Ross Perot Surfaces

Jonathan Alter has a fun scoop in Newsweek: a rare interview with Ross Perot, America's most reclusive political figure. Three things jumped out at me in the interview, which was mainly about Perot's dislike of John McCain:
1. The tiny Texan is still incredibly obsessed with the cause of America's Vietnam POWs, and his belief that we left men behind there. Back in 1992, I worked with Thomas Ferguson on a long investigative piece he wrote for The Nation called "The Lost Crusade of Ross Perot" (which unfortunately isn't available online). It's a long trip down thru the looking glass, if you want to understand Perot's deep dislike of people like McCain and the Bush family, but it's all bound up in his belief that the US covered up the abandonment of POWs, and CIA drug-running in Southeast Asia had something to do with it.
2. The guy actually believed the wacky emails going around about Barack Obama being a Muslim who refused to respect the Pledge of Allegiance, saying to Alter that he admired his eloquence but thought it "a little odd that we would be less concerned about his background than being a Mormon." He apparently was "pleasantly surprised" when Alter set him straight.
3. He's not done with us!
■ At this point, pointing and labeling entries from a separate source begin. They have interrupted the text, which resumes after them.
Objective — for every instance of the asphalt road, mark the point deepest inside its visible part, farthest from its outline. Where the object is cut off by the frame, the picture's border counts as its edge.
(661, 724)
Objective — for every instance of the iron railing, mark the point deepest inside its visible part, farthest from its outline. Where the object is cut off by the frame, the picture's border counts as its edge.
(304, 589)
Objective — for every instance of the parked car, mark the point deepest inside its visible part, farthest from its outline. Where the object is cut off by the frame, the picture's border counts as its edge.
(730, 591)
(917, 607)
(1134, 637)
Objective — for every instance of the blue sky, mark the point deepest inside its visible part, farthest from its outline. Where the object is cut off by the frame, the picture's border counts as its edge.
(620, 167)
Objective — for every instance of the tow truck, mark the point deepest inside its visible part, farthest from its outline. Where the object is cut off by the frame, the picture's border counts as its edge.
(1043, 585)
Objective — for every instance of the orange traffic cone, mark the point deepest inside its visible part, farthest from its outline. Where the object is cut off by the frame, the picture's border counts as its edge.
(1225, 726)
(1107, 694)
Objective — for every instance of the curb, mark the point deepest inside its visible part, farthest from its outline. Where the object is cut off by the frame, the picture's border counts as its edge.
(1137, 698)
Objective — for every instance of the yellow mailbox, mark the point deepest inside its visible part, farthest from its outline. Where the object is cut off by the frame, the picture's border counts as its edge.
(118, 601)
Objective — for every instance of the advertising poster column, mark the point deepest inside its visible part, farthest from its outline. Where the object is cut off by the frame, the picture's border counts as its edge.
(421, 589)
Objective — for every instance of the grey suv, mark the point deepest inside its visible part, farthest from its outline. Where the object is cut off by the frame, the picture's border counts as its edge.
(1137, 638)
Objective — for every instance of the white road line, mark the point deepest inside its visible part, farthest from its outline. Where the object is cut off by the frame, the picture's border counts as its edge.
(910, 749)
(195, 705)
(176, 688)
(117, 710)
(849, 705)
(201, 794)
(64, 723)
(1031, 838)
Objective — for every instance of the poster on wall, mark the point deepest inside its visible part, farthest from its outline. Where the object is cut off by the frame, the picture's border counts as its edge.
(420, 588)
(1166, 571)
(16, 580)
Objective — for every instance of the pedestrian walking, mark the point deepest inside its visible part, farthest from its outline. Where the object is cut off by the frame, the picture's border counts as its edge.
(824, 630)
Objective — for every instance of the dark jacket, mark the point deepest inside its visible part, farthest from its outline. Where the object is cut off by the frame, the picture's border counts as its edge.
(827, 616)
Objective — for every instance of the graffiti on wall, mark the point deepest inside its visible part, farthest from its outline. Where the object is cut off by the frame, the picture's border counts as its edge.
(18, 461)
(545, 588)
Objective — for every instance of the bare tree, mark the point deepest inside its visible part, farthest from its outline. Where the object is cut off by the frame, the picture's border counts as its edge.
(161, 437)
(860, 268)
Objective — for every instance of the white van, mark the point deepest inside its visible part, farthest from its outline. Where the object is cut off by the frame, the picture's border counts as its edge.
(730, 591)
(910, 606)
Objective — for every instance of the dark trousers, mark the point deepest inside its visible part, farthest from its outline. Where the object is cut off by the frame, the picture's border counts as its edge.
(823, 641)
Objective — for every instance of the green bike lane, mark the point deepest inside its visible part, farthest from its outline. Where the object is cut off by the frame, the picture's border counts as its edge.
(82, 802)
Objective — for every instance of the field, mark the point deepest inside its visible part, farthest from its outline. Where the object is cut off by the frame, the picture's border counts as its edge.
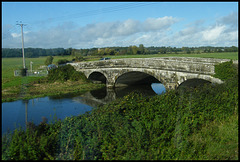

Hooray. While he isn't planning to run for president again, he says he "will launch a Web site next month with plenty of the charts and graphs he made famous when explaining the deficit in 1992."
I, for one, can't wait.

Comments

Charts and Graphs!

While he isn't planning to run for president again, he says he "will launch a Web site next month with plenty of the charts and graphs he made famous when explaining the deficit in 1992." That's actually kind of exciting. For all his fascistic eccentricity I think Perot outlined a potentially powerful alternative model for a candidacy that no one has really bothered to take up since: he actually attempted to communicate substantive information on an adult level with voters. What a novel concept! At the time, this required massive resources to purchase large blocks of television for his campaign infomercials. 16 years later, it could be done by any candidate that cared to and distributed online for a relative pittance. Unfortunately, I find it likely that the consulting consensus has passed this model over (much as it's passed on the model of real decentralization/participation) as it's just too dang hard for these people to implement. Still, I hope for a day when rather than publishing thickly-written academic whitepapers into the oblivion of their "policy" section of their websites, candidates (or even articulate surrogates) make substantive presentations of their ideas available in a compelling video format. Maybe they could even do this with their strategies for winning and implementing their plans, engage the participatory cycle from their supporters. I mean, it's not as though any campaign's overall strategy is ever unknown to their opposition; but it is often obscure to their supporters. Let 'em in on the plan, and they'll do a heck of a lot more for you (and more effectively to boot). That would generate quite a lot of buzz, I'll tell you. And it wouldn't even cost that much to do.